Hello, I’m really struggling with setting up model parallelism for a large T5 model. I have 2 GPUs and I want to evaluate (inference only) a flan-t5-large
model (as it does not fit in one GPU).
I load the model:
device = torch.device("cuda" if torch.cuda.is_available() else "cpu")
model = T5ForConditionalGeneration.from_pretrained('google/flan-t5-large',torch_dtype=torch.float16, device_map="auto")
model.parallelize()
model.to(device)
I put the inputs in the gpu:
input_ids=batch[0].to(device)
attention_mask=batch[1].to(device)
labels=batch[3].to(device)
But during the forward function
outputs = self.model(input_ids=input_ids, attention_mask=attention_mask, labels=labels)

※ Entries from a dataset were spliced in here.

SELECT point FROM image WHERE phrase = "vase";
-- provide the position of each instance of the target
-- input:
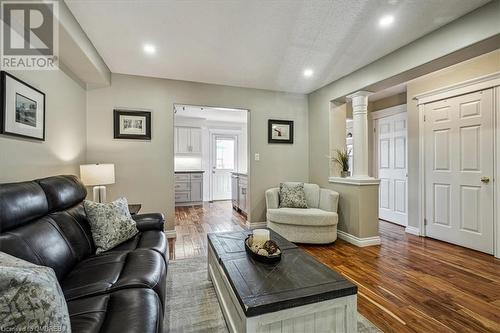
(345, 174)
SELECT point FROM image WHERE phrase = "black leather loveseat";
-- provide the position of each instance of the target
(121, 290)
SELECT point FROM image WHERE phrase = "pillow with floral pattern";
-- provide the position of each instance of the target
(292, 195)
(110, 223)
(31, 299)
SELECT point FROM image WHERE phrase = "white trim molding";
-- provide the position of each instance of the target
(171, 233)
(359, 242)
(354, 181)
(465, 87)
(413, 230)
(255, 225)
(388, 112)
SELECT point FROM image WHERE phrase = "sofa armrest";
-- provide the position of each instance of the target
(272, 198)
(328, 200)
(151, 221)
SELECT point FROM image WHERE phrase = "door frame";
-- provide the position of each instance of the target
(212, 134)
(376, 115)
(490, 81)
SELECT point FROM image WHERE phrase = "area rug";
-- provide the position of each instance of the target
(192, 304)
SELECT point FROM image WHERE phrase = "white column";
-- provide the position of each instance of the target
(360, 133)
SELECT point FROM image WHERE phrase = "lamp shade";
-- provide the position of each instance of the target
(97, 174)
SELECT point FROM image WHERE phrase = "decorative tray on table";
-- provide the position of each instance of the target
(267, 252)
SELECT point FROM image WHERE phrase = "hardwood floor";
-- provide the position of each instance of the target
(407, 284)
(415, 284)
(192, 223)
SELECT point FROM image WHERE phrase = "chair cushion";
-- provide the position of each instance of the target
(297, 216)
(312, 195)
(116, 270)
(154, 240)
(110, 223)
(125, 311)
(292, 195)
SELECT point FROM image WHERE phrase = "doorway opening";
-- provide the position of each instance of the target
(211, 172)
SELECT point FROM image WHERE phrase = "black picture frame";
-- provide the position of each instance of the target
(3, 106)
(271, 123)
(117, 113)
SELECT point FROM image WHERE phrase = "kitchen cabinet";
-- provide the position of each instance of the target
(239, 190)
(187, 140)
(188, 188)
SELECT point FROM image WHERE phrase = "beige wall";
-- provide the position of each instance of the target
(65, 135)
(482, 65)
(145, 169)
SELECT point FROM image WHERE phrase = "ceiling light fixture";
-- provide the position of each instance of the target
(149, 48)
(386, 21)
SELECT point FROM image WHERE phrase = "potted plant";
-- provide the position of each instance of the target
(342, 159)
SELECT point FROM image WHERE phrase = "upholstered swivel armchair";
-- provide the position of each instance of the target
(316, 224)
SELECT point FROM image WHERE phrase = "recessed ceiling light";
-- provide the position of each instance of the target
(386, 21)
(308, 72)
(149, 48)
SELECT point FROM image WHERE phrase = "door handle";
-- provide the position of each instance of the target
(485, 180)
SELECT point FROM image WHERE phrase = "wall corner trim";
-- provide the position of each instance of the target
(359, 242)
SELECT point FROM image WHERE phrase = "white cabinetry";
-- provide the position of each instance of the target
(187, 140)
(188, 188)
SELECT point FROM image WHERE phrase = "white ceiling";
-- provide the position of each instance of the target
(211, 113)
(256, 43)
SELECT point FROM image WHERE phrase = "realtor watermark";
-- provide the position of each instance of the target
(30, 35)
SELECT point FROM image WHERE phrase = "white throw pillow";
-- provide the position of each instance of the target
(110, 223)
(31, 299)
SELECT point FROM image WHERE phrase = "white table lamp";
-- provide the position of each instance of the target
(98, 175)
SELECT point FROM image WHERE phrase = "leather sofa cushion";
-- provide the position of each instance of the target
(62, 191)
(21, 203)
(124, 311)
(40, 242)
(111, 271)
(298, 216)
(154, 240)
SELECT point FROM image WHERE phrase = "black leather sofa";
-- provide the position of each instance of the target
(121, 290)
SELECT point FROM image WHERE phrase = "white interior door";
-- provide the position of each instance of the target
(391, 134)
(459, 170)
(224, 159)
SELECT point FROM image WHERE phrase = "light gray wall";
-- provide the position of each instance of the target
(145, 169)
(436, 50)
(65, 131)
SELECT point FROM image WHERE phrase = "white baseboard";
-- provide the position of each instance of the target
(360, 242)
(413, 230)
(171, 233)
(255, 225)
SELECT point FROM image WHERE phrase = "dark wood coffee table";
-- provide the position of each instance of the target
(298, 294)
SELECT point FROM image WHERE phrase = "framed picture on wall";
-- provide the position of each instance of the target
(279, 131)
(132, 124)
(23, 109)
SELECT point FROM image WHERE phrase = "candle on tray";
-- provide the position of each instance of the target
(260, 236)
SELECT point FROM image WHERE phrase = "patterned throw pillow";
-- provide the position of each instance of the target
(31, 299)
(292, 195)
(110, 223)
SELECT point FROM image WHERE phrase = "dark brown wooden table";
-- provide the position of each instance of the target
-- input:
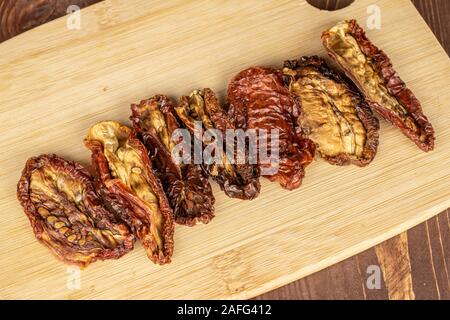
(412, 265)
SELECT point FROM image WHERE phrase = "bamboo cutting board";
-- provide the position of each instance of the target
(55, 83)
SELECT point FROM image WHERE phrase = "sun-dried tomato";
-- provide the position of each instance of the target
(372, 71)
(332, 112)
(130, 186)
(259, 100)
(66, 213)
(237, 180)
(186, 185)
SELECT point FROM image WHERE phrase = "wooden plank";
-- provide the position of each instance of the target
(434, 12)
(98, 71)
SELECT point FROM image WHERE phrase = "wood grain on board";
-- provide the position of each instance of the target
(427, 251)
(413, 265)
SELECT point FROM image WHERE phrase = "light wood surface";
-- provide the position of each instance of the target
(55, 83)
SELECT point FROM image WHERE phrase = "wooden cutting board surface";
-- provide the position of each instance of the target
(55, 83)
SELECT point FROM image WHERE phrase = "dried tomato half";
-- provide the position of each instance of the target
(259, 100)
(186, 185)
(372, 71)
(333, 113)
(237, 180)
(67, 215)
(130, 186)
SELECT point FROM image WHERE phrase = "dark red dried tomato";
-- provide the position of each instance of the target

I get RuntimeError: Expected all tensors to be on the same device, but found at least two devices, cuda:0 and cuda:1!
.
I check that all input tensors are in device='cuda:0'
and as for the model:
model.device
device(type='cuda', index=0)
model.device_map
{0: [0, 1, 2, 3, 4, 5, 6, 7, 8, ...], 1: [12, 13, 14, 15, 16, 17, 18, 19, 20, ...]}
The error is specifically in line 260 in modeling_t5.py where I see that self.weight
is in 'cuda:0'
and hidden_states
in 'cuda:1'
.
I would really appreciate some help with this! Thanks in advance.